Je suis pour ma part avec mon ami Léon Blum et nous parvenons à isoler Jaurès un instant pour prendre un café, juste avant qu'il ne monte dans son wagon. Je lui demande à cette occasion de ne pas insister pour qu'il y ait des manifestations pour la paix dans Paris, ces manifestations ayant toutes les chances d'être vigoureusement interdites par le ministre de l'intérieur Malvy. Il balaie ma requête d'un revers de main : « Nul n'arrête le peuple qui se lève en masse et descend dans la rue pour imposer la paix ! » Je n'ose lui rappeler que le gouvernement risque dans ce cas de mettre en application ce que l'on appelle le « carnet B » qui prévoit l'arrestation préventive de nombreux dirigeants et opposants à la guerre, en cas d'imminence d'un conflit menaçant notre pays. Blum glisse pour sa part à Jaurès quelques mots d’encouragement où je sens poindre aussi beaucoup d'admiration.
Puis le dirigeant socialiste repose sa tasse qu’il a avalé d'un coup, se lève, remonte le quai à grandes enjambées et prend place dans son compartiment, accompagné jusqu'au bout par un policier assurant, sur ma demande, sa protection. À travers la vitre du train qui s'ébranle peu après, il nous fait, à Blum et à moi, deux ou trois brefs signes de la main et se replonge dans ce qui doit être la préparation de son discours du soir ou un prochain article pour l’Humanité.
Le train s'éloigne et on ne voit plus que la fumée noire, massive et compacte de la locomotive en pleine accélération.
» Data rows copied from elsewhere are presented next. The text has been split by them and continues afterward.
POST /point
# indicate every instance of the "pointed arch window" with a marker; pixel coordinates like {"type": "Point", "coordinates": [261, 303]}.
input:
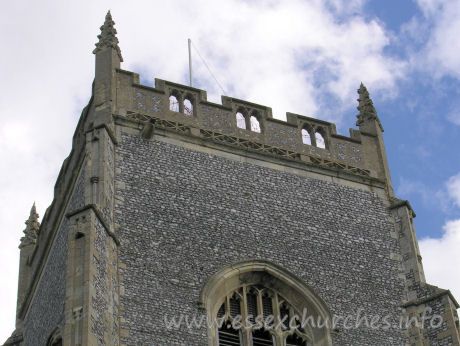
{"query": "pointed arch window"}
{"type": "Point", "coordinates": [173, 103]}
{"type": "Point", "coordinates": [188, 107]}
{"type": "Point", "coordinates": [240, 121]}
{"type": "Point", "coordinates": [55, 339]}
{"type": "Point", "coordinates": [306, 138]}
{"type": "Point", "coordinates": [259, 309]}
{"type": "Point", "coordinates": [320, 142]}
{"type": "Point", "coordinates": [255, 124]}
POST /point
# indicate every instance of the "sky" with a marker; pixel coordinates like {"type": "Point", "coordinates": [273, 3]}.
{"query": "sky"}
{"type": "Point", "coordinates": [305, 57]}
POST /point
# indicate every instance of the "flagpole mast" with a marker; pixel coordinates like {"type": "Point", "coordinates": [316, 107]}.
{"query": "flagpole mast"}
{"type": "Point", "coordinates": [190, 59]}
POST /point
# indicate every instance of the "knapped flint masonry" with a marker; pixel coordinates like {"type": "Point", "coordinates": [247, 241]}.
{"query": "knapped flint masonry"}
{"type": "Point", "coordinates": [171, 205]}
Blum m’attrape alors par la manche et avec un sourire me confie : « Cela m’a bien fait rigoler quand tu as prié Jaurès de ne pas provoquer dorénavant de manifestations pour la paix, dans les rues de la capitale. C'est un peu comme si tu demandais à un curé de ne plus jamais faire de messe ! » Du tac au tac, je réponds à Léon : « Tu sais, quand tu compares notre Jaurès à un curé, eh bien, c'est moi qui pouffe de rire ! »
En ces heures tragiques où on s'attend à tout moment à une mobilisation générale des Russes face aux Autrichiens, prélude à une déflagration européenne, cet échange de «petites blagues » avec Blum me fait un bien fou.